Autonomous Underwater Vehicles

Reactive Control and Adaptive Sampling using an Autonomous Underwater Vehicle

Doctoral Researcher: 

Laura Mathieu, Alfred Wegener Institute - Helmholtz Centre for Polar and Marine Research, Bremerhaven, laura.mathieu@awi.de

Supervisors:

Location: Bremen/Bremerhaven

Disciplines: physical oceanography, computer science, robotics

Keywords: adaptive sampling, machine learning, autonomy

Motivation: Autonomous Underwater Vehicle Technology has become a field of growing importance in modern ocean research. Autonomous platforms such as AUVs and underwater gliders are able to collect significant amounts of data within a short period of time and provide an extremely detailed view on the investigated region. However, scientists still depend on careful pre-planning of vehicle sampling patterns as the vehicles lack situational and environmental awareness. Due to limitations in range and available energy of the vehicles, this inevitably leads to inefficient spatial coverage and lower than possible resolution in the area of interest. Also, this leaves it to the scientist to reveal the most interesting parts of its pre-programmed dive in a labor intense post operation process or even missing interesting features completely.

Applying online adaptive or reactive control techniques to the vehicle on-board guidance system will enable a vehicle to identify scientifically promising areas autonomously and selectively navigate into these areas. In addition to that, a flexible payload control software using adaptive sampling strategies can ensure the vehicle provides the best data quality possible. For this reason, the vehicle needs to verify, process and “interpret” its data from different sensing modalities in order to adjust for example the vehicle’s path or in other cases simply change the measurement frequency of certain sensors. To achieve his reliably and in a robust and tractable way it requires efficient data quality control, data fusion and analysis techniques to be implemented. A possible extension to this framework could be a minimalistic, reduced order on-board model for data interpretation.

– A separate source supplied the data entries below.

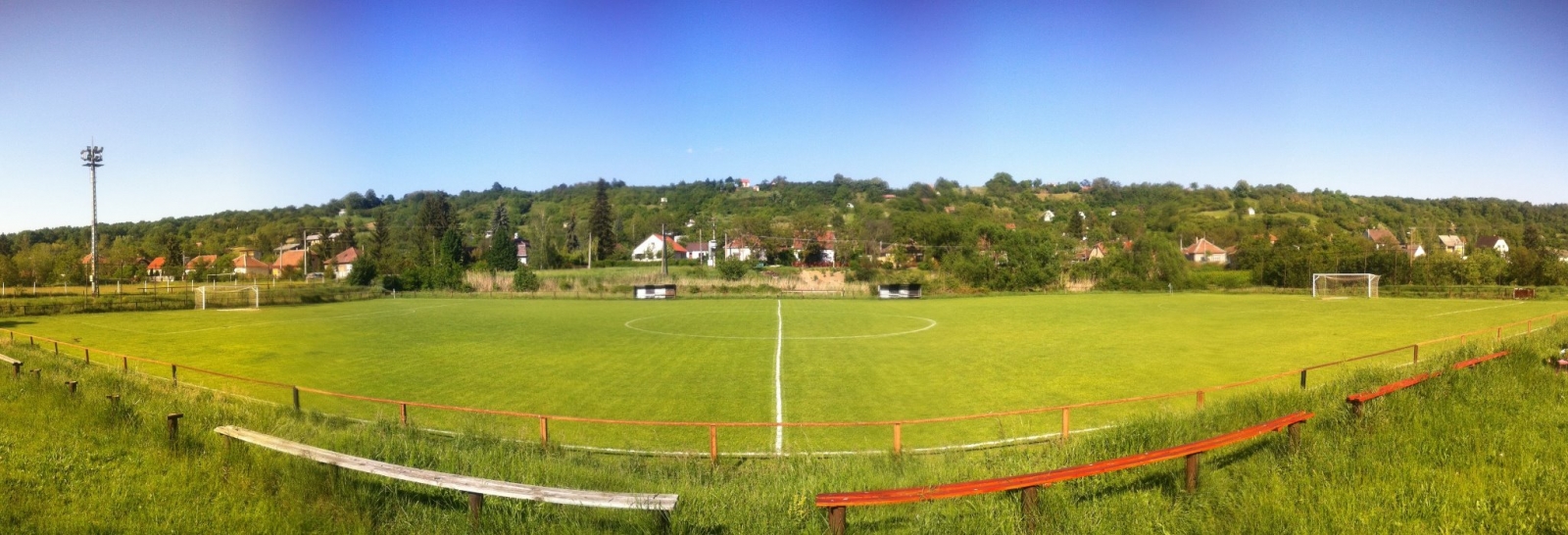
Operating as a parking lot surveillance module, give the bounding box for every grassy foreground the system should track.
[0,293,1563,452]
[0,328,1568,533]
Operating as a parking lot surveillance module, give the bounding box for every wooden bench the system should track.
[817,412,1312,533]
[214,425,677,524]
[0,355,22,379]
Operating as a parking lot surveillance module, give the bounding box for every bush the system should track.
[512,266,539,292]
[718,259,751,281]
[348,259,376,285]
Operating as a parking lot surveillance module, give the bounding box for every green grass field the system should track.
[0,293,1563,452]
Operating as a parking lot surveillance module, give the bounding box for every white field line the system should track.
[1429,301,1524,316]
[773,300,784,454]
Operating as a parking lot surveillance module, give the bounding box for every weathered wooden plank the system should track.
[214,425,677,511]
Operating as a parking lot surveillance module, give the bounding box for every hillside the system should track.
[0,172,1568,290]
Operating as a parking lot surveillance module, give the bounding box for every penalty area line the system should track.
[773,300,784,454]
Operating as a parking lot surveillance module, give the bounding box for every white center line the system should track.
[773,300,784,454]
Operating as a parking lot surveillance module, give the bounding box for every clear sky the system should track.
[0,0,1568,232]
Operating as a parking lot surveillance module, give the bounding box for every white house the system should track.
[724,238,766,262]
[1181,238,1229,264]
[1476,235,1508,256]
[632,234,687,262]
[1438,234,1464,256]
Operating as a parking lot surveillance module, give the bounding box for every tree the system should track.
[588,179,614,259]
[512,264,539,292]
[716,259,751,281]
[484,201,517,271]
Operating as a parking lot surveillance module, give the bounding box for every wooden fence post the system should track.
[165,413,185,443]
[468,493,484,527]
[1187,452,1202,493]
[828,506,844,535]
[1017,486,1040,533]
[1061,408,1072,443]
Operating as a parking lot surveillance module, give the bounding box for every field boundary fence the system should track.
[0,313,1563,455]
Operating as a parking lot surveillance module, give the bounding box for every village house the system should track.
[632,234,687,262]
[1366,229,1398,251]
[1181,238,1229,266]
[326,248,359,279]
[724,237,766,262]
[1438,234,1464,256]
[1476,235,1508,256]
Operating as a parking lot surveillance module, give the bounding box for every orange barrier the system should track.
[0,309,1558,462]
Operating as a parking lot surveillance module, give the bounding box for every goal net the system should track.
[196,285,262,311]
[1312,273,1382,298]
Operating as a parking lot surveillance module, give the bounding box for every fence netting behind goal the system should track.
[1312,273,1382,298]
[196,285,262,311]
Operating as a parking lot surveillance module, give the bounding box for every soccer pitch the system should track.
[0,293,1568,452]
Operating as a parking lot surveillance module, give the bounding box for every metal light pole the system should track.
[81,144,104,297]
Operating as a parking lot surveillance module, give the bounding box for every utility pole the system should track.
[81,144,104,297]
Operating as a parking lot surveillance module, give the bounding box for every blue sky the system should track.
[0,0,1568,232]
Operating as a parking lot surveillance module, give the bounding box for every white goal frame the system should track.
[196,285,262,311]
[1312,273,1383,300]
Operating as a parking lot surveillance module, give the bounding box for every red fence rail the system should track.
[0,314,1558,462]
[815,412,1312,533]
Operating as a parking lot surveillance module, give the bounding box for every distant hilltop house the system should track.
[185,254,218,273]
[1476,235,1508,256]
[1181,238,1229,266]
[632,234,687,262]
[147,256,168,282]
[272,248,306,276]
[326,248,359,279]
[233,251,271,276]
[1366,229,1400,251]
[1438,234,1464,256]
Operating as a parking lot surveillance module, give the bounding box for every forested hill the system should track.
[0,172,1568,290]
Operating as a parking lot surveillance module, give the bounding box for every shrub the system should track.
[718,259,751,281]
[512,266,539,292]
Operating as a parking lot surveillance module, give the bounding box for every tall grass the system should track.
[0,328,1568,533]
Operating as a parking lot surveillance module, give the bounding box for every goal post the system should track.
[196,285,262,311]
[1312,273,1382,298]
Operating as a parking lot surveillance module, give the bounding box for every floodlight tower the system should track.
[81,144,104,297]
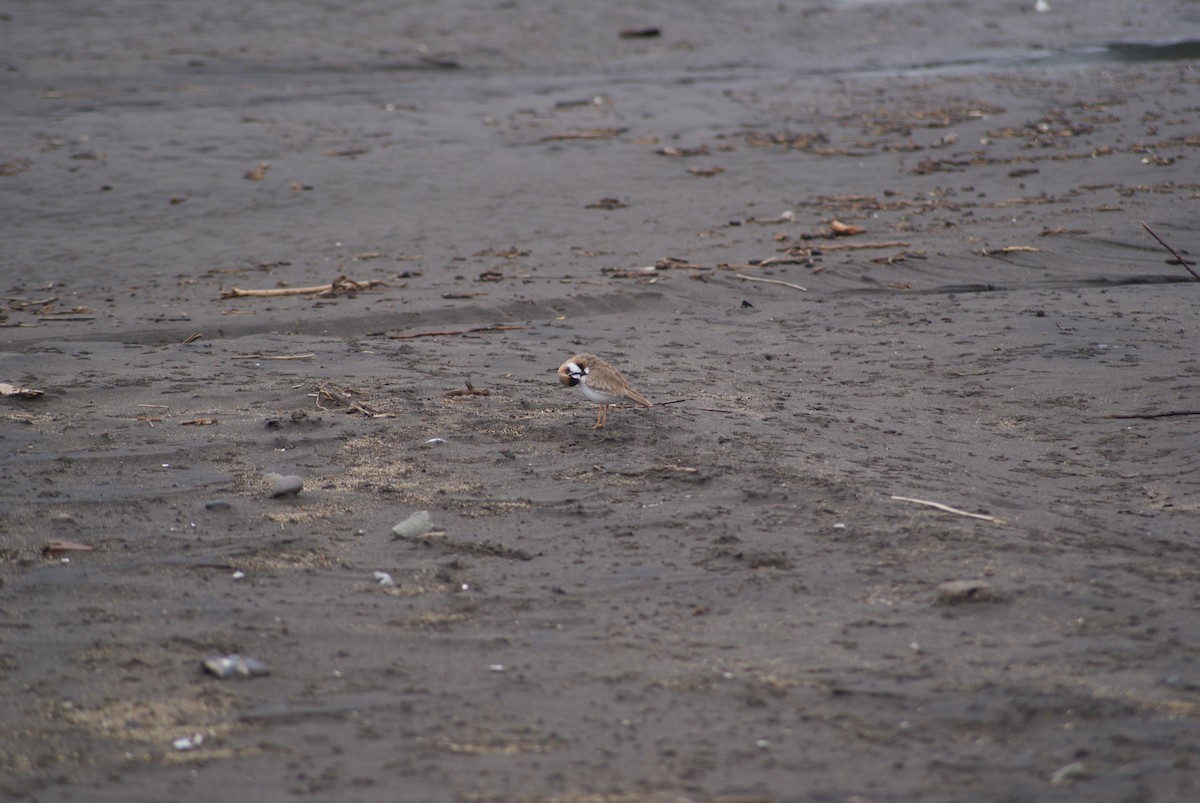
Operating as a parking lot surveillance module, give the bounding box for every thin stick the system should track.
[442,377,492,398]
[229,354,317,360]
[733,274,809,293]
[388,323,524,340]
[1141,221,1200,282]
[892,496,1004,525]
[793,240,912,251]
[218,276,385,299]
[1104,409,1200,419]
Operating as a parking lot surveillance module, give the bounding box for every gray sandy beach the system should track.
[0,0,1200,803]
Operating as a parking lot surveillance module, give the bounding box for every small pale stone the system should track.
[204,653,270,679]
[271,474,304,499]
[391,510,433,538]
[937,580,1000,603]
[1050,761,1087,786]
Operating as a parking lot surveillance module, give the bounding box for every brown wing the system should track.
[625,384,654,407]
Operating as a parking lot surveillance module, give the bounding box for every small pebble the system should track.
[204,653,271,679]
[391,510,433,538]
[937,580,1000,603]
[170,733,204,750]
[271,474,304,499]
[1050,761,1087,786]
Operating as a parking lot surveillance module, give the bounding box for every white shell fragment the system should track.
[391,510,433,538]
[937,580,1000,603]
[204,653,271,679]
[266,474,304,499]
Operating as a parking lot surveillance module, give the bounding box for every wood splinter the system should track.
[442,377,492,398]
[892,496,1004,525]
[218,276,386,299]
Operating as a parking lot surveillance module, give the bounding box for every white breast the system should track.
[576,376,624,405]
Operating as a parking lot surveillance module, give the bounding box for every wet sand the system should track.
[0,0,1200,803]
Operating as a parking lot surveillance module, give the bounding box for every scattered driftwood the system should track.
[976,245,1042,257]
[229,353,317,360]
[733,274,809,293]
[540,128,625,142]
[785,240,912,257]
[0,382,46,398]
[442,377,492,398]
[309,385,396,420]
[42,540,95,557]
[1141,221,1200,282]
[892,496,1004,525]
[829,220,866,236]
[388,323,524,340]
[218,276,386,299]
[1103,409,1200,419]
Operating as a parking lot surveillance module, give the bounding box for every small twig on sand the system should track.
[733,274,809,293]
[1103,409,1200,419]
[442,377,492,398]
[218,276,386,299]
[786,240,912,256]
[892,496,1004,525]
[229,354,317,360]
[388,323,524,340]
[1141,221,1200,282]
[308,385,394,418]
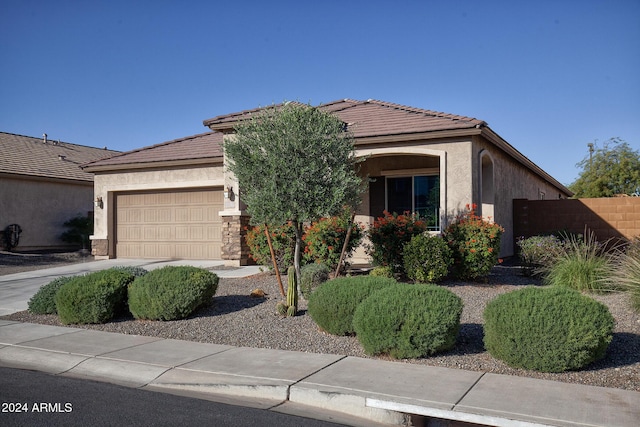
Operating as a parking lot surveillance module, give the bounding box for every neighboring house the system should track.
[0,132,118,251]
[84,99,572,264]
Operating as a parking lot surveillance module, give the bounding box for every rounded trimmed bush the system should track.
[403,234,453,283]
[300,263,331,300]
[307,276,398,335]
[353,284,463,359]
[111,265,149,277]
[27,276,73,314]
[129,266,219,320]
[54,269,134,324]
[484,286,615,372]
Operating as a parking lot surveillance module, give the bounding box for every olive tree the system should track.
[224,103,362,283]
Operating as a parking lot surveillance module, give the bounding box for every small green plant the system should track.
[54,269,134,324]
[404,233,453,283]
[369,266,394,279]
[307,276,398,335]
[302,209,363,271]
[287,267,298,317]
[111,265,149,277]
[484,286,615,372]
[368,211,427,273]
[245,223,296,271]
[27,276,73,314]
[300,264,331,301]
[541,232,613,292]
[444,204,504,280]
[129,266,219,320]
[353,284,463,359]
[517,234,565,276]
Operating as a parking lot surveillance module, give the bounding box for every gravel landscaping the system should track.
[0,254,640,392]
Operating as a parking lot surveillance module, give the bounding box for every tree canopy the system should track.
[569,138,640,197]
[224,103,362,277]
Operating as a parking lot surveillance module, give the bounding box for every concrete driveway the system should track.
[0,259,261,316]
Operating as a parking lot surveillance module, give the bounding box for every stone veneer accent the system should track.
[220,215,251,265]
[91,239,109,256]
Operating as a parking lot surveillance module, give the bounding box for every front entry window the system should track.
[386,175,440,231]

Aim: Any of this is a challenge for a human operator with large computing capacity at hand. Therefore, the goal of this PhD project is, initially for a specific scientific case, to develop the algorithms that will enable an autonomous vehicle to have some situational awareness which in turn, together with a notion of the scientific mission objective will enable it to actively adapt its sensing scheme. The developed software needs to merge and process AUV housekeeping data and data provided by scientific sensors to interface with the vehicle’s control system. In addition to that, the software will interpret measurement data and adjust payload functions autonomously so that sampling rates will depend on the scientific value of a certain area.

Scientifically, the project aims at identifying and efficiently sampling ocean fronts (i.e. areas of strong flows induced by strong horizontal changes in ocean temperature and salinity). We have selected fronts as a worth-while show case, as they are of high scientific and economic relevance because they represent areas of pronounced biological activity (primary production).

As such ocean front in the Arctic and Southern Ocean will be foci of research linking physical and biological studies in the Topics. 2 and 6 in the upcoming POF4 program. At the same time, fronts represent narrow and short-lived features that have been notoriously difficult to monitor.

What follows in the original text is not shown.